Engineer Gold Mines Ltd. provided an update on its 100%-owned Engineer District property, which covers 29,593.47 hectares in a 35-km-long contiguous claim grouping near Atlin in northwest British Columbia. The Property was consolidated by the Company from 2018 ­ 2022, and includes the historical high-grade Engineer Gold Mine, the TAG developed prospect, and 17 additional known mineral occurrences. The Company is currently compiling prior owner and historical data in a way that has not been possible in the past due to fractured ownership.

This holistic view of existing data is allowing the Company to identify exploration gaps and opportunities for development and discovery, which will continue to be released in the coming weeks as work progresses. Mineralization in the TAG area occurs along a NNE-trending shear zone termed the 025FZ, which can be traced for 6.2 km across the northern portion of the Engineer District property. Similarities exist between the 025FZ and Shear A, an important control on mineralization at the Engineer Gold Mine.

Both structures are second-order splays of the metalliferous Llewellyn Fault, contain multi-phase quartz breccia zones with low-grade gold ranging from metres to tens of metres wide, and are continuous for more than one kilometre. At the Engineer Gold Mine, high-grade ore was mined from narrow dilational veins oblique to Shear A, however similar structures have yet to be discovered along the 025FZ. Since its discovery in 1987, the TAG area saw limited exploration until 2006, when CZM Capital Corp.

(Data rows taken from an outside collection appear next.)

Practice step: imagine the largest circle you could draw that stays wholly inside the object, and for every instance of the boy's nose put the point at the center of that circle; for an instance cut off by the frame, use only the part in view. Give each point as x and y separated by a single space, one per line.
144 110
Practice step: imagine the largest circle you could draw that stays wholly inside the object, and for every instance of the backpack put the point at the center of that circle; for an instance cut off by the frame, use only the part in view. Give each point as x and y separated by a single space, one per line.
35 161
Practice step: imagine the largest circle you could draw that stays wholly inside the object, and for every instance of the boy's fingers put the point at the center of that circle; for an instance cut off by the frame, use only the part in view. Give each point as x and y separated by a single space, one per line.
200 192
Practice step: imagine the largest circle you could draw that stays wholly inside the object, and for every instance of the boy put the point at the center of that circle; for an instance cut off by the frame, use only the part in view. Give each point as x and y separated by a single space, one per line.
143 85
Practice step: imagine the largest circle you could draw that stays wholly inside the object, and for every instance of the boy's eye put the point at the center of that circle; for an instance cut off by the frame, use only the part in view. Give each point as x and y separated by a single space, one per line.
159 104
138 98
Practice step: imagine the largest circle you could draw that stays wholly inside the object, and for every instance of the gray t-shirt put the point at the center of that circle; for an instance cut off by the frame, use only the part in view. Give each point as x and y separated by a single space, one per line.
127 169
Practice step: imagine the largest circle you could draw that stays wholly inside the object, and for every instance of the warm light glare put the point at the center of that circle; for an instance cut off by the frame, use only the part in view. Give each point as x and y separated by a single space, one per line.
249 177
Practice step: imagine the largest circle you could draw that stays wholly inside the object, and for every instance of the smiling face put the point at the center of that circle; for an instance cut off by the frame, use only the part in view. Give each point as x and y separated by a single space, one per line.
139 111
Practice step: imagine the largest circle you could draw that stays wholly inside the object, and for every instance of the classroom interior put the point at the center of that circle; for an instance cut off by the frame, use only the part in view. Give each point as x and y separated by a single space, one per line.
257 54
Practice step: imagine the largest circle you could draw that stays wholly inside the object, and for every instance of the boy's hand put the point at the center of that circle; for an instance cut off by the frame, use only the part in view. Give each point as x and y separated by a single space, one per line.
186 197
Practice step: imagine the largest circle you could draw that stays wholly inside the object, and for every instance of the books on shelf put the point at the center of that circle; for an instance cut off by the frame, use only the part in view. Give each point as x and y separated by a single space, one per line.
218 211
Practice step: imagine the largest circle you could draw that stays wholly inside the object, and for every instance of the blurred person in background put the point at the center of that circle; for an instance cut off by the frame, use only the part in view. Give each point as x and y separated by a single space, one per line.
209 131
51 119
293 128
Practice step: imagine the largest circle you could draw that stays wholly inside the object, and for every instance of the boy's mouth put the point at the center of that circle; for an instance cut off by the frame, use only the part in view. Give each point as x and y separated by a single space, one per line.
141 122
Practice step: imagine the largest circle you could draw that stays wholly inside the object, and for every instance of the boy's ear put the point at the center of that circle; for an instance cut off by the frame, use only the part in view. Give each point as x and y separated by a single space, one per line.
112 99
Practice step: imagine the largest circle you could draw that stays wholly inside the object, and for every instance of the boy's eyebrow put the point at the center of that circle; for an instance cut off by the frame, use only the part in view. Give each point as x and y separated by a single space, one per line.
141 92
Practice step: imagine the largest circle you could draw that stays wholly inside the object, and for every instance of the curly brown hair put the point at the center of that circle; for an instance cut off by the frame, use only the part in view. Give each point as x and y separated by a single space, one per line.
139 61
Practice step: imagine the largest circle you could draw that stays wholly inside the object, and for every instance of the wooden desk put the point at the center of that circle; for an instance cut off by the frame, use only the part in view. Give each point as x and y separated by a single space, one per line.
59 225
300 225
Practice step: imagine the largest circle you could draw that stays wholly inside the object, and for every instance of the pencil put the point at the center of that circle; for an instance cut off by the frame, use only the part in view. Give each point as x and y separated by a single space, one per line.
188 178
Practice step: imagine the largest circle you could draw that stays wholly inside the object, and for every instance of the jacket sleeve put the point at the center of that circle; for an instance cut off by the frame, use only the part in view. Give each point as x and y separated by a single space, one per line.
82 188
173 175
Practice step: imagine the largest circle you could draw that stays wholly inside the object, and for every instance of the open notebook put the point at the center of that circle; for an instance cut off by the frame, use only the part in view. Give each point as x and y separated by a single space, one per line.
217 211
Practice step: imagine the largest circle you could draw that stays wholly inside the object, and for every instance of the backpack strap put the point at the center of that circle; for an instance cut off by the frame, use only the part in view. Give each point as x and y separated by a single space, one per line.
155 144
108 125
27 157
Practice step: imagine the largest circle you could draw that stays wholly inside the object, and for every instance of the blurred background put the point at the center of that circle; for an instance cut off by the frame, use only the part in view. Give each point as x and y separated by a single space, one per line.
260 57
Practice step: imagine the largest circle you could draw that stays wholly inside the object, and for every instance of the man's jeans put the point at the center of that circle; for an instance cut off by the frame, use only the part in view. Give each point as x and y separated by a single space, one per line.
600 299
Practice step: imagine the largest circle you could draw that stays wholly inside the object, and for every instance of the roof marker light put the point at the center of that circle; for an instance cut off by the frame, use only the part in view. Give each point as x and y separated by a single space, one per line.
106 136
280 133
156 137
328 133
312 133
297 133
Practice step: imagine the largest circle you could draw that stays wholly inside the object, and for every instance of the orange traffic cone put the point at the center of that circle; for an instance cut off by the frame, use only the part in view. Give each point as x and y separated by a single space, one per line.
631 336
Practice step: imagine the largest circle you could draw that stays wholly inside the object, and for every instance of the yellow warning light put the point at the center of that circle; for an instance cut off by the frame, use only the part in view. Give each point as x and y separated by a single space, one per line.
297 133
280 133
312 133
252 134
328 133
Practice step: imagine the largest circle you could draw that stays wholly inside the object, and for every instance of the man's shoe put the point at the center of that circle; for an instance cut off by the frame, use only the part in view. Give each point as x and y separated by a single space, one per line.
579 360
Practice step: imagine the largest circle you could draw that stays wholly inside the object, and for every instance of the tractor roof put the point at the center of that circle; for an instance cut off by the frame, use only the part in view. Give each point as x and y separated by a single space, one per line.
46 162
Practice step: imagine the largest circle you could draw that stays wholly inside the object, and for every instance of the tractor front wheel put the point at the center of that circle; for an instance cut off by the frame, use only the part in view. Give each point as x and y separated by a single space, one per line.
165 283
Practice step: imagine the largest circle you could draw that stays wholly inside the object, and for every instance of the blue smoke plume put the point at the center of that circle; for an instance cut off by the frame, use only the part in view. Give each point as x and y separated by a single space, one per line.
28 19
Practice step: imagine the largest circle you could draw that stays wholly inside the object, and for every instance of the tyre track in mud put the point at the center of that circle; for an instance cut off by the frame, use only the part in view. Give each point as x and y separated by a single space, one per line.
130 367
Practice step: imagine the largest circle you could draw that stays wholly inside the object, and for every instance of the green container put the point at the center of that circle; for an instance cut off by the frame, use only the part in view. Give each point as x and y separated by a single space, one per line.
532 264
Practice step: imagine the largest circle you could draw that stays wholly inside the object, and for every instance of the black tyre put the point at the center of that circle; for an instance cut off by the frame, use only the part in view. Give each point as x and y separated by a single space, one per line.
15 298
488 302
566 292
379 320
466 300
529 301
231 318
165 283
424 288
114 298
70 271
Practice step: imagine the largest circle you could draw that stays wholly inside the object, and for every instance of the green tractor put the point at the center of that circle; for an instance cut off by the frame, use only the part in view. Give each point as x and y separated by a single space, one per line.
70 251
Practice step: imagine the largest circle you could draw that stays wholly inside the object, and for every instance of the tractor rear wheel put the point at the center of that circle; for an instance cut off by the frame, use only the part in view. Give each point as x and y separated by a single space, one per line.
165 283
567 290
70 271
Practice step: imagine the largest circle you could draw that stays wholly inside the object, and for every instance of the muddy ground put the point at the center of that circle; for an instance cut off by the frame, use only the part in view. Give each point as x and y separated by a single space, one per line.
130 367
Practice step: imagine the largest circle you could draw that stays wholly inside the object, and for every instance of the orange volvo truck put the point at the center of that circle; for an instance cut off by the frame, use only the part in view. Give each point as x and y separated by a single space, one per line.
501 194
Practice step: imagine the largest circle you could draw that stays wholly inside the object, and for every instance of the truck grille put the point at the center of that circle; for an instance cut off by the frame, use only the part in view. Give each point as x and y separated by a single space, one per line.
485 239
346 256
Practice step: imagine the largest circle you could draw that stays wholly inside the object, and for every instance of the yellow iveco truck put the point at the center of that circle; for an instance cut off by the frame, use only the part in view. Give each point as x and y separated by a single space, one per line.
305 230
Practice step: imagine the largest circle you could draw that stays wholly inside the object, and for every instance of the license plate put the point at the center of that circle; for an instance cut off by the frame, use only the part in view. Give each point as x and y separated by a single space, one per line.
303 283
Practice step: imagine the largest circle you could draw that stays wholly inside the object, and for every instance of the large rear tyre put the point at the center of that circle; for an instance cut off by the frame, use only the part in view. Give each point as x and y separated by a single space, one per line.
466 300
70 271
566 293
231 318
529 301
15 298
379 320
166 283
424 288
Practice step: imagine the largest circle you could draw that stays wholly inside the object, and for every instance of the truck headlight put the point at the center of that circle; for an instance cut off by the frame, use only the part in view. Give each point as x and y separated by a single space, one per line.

acquired the claims and completed soil geochemical sampling, an airborne geophysical survey, prospecting, surface trenching, and diamond drilling. A total of 11,519 m were drilled in 69 drillholes along the 025FZ, leading to a resource estimation along ~700 m of mineralization near the southwest extent. A historical resource estimate contains 250,000 t of 2.97 g/t Au & 12.09 g/t Ag indicated and 400,000 t of 2.98 g/t Au & 9.91 g/t Ag inferred material (Reddick & Armstrong, 2009).

Of the 64 drillholes that intersected the 025FZ, only 19 drillholes of higher-grade intercepts were used in the resource estimation.